Sofija V. raconte que son ancien patron envoie à ses clients un extrait vierge du registre des entreprises datant de juin 2024. Blick détient cet extrait, ainsi que des commandements de payer et des menaces de faillite déjà ouverts en juin 2024. En d'autres termes, l'extrait ne semble pas être authentique.
«Parfois, Ivan devenait nerveux vers la fin du mois parce qu'il n'avait plus d'argent. Il licenciait alors arbitrairement quelques collaborateurs», raconte Sofija. Il lui envoie aussi une lettre de licenciement fin novembre dernier. Il y affirme que Sofija a elle-même démissionné et qu'elle ne s'est plus présentée au travail. Elle n'aurait donc pas droit à son salaire de novembre. «Un mensonge éhonté!»
Sa collègue de travail Dunja L.* vit la même chose. Elle n'a pas reçu son salaire. «J'ai essayé de joindre Ivan. Il a bloqué mon numéro», explique-t-elle.
Ivan H. sèche les rendez-vous au tribunal
Lukas Auer, du service juridique du syndicat Unia, représente de nombreux ex-employés devant les tribunaux. «Chaque semaine, de nouvelles personnes concernées s'annoncent», assure-t-il. Certaines procédures ont déjà été portées devant l'office de conciliation. Lukas Auer précise: «Ivan n'a jamais comparu jusqu'à présent.»
Début décembre, il aurait dû se présenter devant le tribunal de district de Münchwilen (TG). Le monteur Gabriel, dont l'échelle était tombée du toit, a en effet réclamé ses heures supplémentaires et le remboursement des retenues sur salaire pour l'amende et l'échelle. Mais cette fois encore, Ivan fait l'école buissonnière et l'audience se déroule sans lui.
Selon le journal «Work» d'Unia, le tribunal a décidé qu'Ivan devait à la fois régler les heures supplémentaires et rembourser les retenues sur salaire au monteur. Au total, cela représente près de 9000 francs. De plus, Gabriel recevra 800 francs de dédommagement extrajudiciaire de la part du patron de Viva Solar. Ivan a toutefois la possibilité de faire recours, écrit le journal.

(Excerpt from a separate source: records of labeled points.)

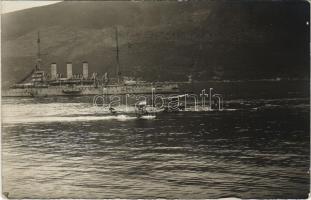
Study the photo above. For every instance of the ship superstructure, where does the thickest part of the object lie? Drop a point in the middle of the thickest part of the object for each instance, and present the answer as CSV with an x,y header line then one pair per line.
x,y
40,83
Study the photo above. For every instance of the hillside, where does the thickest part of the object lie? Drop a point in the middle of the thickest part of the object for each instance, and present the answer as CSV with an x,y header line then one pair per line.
x,y
245,40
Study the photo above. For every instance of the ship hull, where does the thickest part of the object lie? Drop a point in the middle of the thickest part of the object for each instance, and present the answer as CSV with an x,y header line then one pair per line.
x,y
91,90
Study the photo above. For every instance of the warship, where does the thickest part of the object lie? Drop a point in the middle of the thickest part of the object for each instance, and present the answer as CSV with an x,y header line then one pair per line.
x,y
42,84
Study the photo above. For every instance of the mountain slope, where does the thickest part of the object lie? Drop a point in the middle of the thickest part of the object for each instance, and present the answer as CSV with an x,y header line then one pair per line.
x,y
246,40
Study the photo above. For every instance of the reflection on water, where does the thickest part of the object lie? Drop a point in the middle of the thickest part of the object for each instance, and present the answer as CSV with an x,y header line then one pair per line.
x,y
69,149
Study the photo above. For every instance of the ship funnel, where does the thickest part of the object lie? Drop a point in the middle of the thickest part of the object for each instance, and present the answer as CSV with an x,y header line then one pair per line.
x,y
85,70
69,70
53,71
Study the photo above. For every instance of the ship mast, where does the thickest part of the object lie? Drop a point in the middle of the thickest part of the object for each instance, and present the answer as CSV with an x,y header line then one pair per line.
x,y
38,65
117,56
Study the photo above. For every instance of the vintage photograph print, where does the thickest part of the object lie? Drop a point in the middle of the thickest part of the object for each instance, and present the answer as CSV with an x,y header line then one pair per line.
x,y
155,99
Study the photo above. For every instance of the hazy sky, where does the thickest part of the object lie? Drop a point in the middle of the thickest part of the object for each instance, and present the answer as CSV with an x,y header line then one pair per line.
x,y
10,6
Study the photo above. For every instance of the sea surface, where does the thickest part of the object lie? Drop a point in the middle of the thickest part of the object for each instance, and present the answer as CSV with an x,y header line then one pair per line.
x,y
69,148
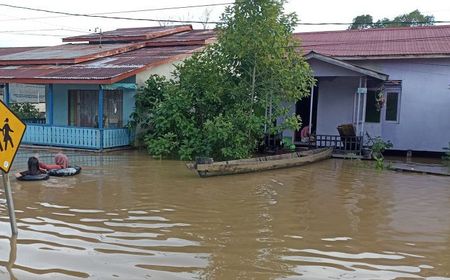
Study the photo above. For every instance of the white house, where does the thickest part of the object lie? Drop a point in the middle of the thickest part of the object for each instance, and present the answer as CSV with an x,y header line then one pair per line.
x,y
393,83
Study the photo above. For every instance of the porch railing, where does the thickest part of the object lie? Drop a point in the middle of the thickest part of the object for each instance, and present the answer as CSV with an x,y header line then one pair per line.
x,y
348,144
76,137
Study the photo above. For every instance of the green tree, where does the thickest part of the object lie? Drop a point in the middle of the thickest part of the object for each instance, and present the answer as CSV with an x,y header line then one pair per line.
x,y
25,110
226,97
362,22
414,18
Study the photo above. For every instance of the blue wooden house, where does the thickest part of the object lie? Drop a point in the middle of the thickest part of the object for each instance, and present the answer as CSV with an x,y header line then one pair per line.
x,y
90,82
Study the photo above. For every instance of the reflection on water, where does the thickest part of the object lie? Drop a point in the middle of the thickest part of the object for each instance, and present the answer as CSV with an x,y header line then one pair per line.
x,y
130,217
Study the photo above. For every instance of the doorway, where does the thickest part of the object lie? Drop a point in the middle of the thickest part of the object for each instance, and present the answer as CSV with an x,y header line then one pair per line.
x,y
303,109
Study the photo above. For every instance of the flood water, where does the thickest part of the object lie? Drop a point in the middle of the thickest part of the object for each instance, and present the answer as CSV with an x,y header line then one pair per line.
x,y
127,216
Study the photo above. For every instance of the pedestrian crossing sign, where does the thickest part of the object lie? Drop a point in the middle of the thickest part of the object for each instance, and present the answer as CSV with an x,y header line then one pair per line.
x,y
12,130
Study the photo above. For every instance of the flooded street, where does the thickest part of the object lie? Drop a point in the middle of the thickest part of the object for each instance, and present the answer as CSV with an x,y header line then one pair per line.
x,y
127,216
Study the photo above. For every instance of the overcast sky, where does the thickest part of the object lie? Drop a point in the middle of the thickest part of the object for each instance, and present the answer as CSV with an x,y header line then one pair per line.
x,y
17,26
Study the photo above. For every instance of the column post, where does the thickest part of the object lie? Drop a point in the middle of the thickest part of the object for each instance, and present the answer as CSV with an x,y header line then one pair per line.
x,y
311,107
101,94
50,105
7,96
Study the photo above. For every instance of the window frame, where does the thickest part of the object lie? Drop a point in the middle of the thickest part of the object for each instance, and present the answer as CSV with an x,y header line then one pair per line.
x,y
398,91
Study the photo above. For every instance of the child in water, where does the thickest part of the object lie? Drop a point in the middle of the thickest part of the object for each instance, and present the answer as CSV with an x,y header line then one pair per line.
x,y
61,162
33,168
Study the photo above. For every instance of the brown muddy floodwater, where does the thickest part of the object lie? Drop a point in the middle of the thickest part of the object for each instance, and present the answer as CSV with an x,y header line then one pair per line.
x,y
128,216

Le ministère public confirme la plainte
Certains reproches à l'encontre d'Ivan pourraient relever du droit pénal, par exemple la rétention des cotisations aux assurances sociales ou la falsification de l'extrait du registre des poursuites. La présomption d'innocence s'applique néanmoins.
Viva Solar est enregistrée à Saint-Gall. Pour Blick, le Ministère public confirme qu'une plainte a été déposée contre le propriétaire.
Ivan n'a répondu à aucune de nos demandes. Fin novembre, il a nié toutes les accusations dans un article du journal «Work» d'Unia. Les salaires ont été «payés correctement» et les «manquements antérieurs» ont été «rapidement réglés» avec les autorités. Il a ajouté: «Si quelqu'un a un problème, qu'il vienne me parler. Ma porte est ouverte à tous.»
Depuis début décembre, le patron de Viva Solar ne s'est pratiquement plus montré dans son magasin. Le loueur des voitures de l'entreprise a réclamé le remboursement des véhicules. La plupart des employés restants n'ont pas reçu leur paie de décembre et leur 13e salaire. Ils ne se rendent plus au magasin, ils ont abandonné l'espoir qu'Ivan les paie pour leur travail.